The coverage can even extend to businesses that might go out of business because of data loss. (The fact that this can even happen reinforces a very strong argument for having more than one backup method of data, including an offsite location and a cloud-based location.)
Are There Limitations to the Scope of Cyber Liability Insurance?
Of course, all of these stipulations are set up when you first purchase your cyber liability insurance. Like where your data backups are stored, how much is kept, how long they’re kept for. There are also questions about the size of your company, length of time in business, what you want covered.
And when corporations are more complex, have more employees, more locations, etc., there will be more stipulations. These include having two forms of backups, regular frequency of backups, and regular validation of those backups.
There may even be IT and security requirements, especially if your business stores a lot of sensitive data. This is typical of a large retailer or hospital.
The Big Takeaway
Cyber liability insurance exists for a reason. If you don’t have it, or don’t feel you have the right coverage, please speak to an insurance agent about the kind of cyber liability coverage you should carry. In the meantime, here are a few other things you can do.
- Make sure you have secure passwords on all your computer systems, including your home computers. This is especially important if you access your work network from home. Don’t just replace letters with numbers and symbols, like [email protected] Hackers already know that trick. Instead, use a password vault like LastPass or 1Password, and use their password generator to create complex passwords.
- Whenever possible, always use two-step authentication, such as Google Authenticator, in conjunction with your mobile device. This will ensure that there are two requirements in place to gain access to your sites. This will make it nearly impossible to log into one of your accounts even if they do get your password.
- Never use the same password for several different accounts. If hackers can figure out one, they’ll try that password on everything else.
- Make sure your network’s firewalls and operating systems are completely up-to-date. Install all updates and patches, and invest in a solid network security system. Require employees to change their own passwords on a regular basis.
- If you have an IT department/staff, ask them about the state of your network security.
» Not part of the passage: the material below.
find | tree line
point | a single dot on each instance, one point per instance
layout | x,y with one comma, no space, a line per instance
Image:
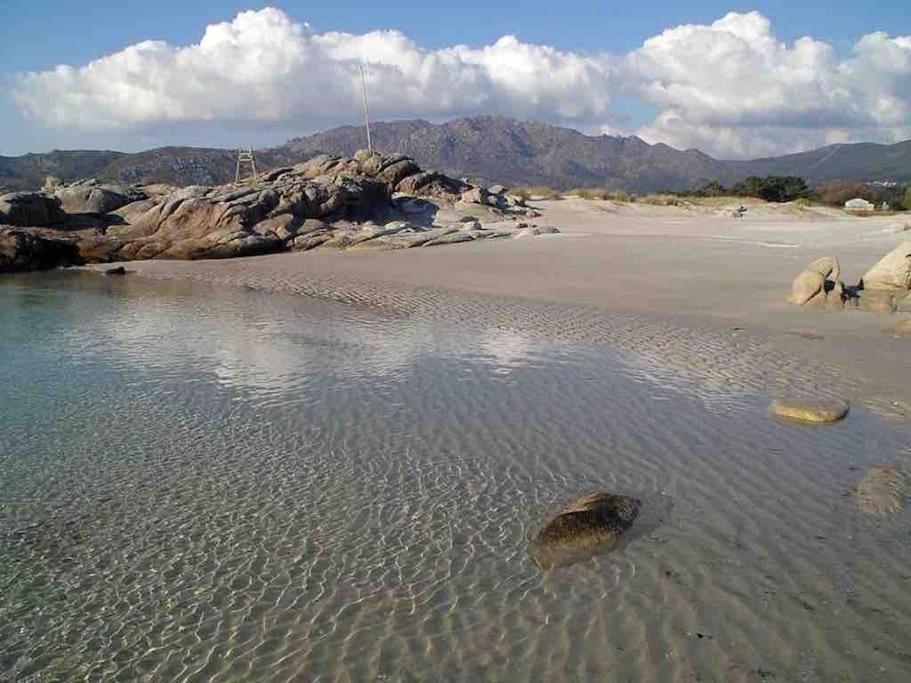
789,188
Have them ensure that your network software is up to date as well.
- Finally, check out the Federal Trade Commission’s website. They have a lot of information on what you can do to help protect your business and your data.
At times, it may seem like you’re fairly safe from anything happening to your network. If you own a small business, you may think, “I’m so small, the hackers won’t even pay attention to me.”
Except this isn’t true. We’re long beyond the days of computer jockeys trying to break into a corporation’s mainframe. The theft is automated and hackers can launch attacks on hundreds and thousands of servers in minutes. Even a small business’ servers can be of some use to hackers, even if it’s a matter of using it to launch attacks on other servers.
If you want true peace of mind, you need to talk to two people:
- a security specialist who will make your computer networks as secure as possible
- an insurance professional who is knowledgeable about cyber liability insurance, to make sure you have the right coverage.
Cyber liability insurance may be a small part of your total business insurance needs, but it can be one of the most important policies you have. This will keep you, your business, and your customers safe if and when your data falls into the wrong hands.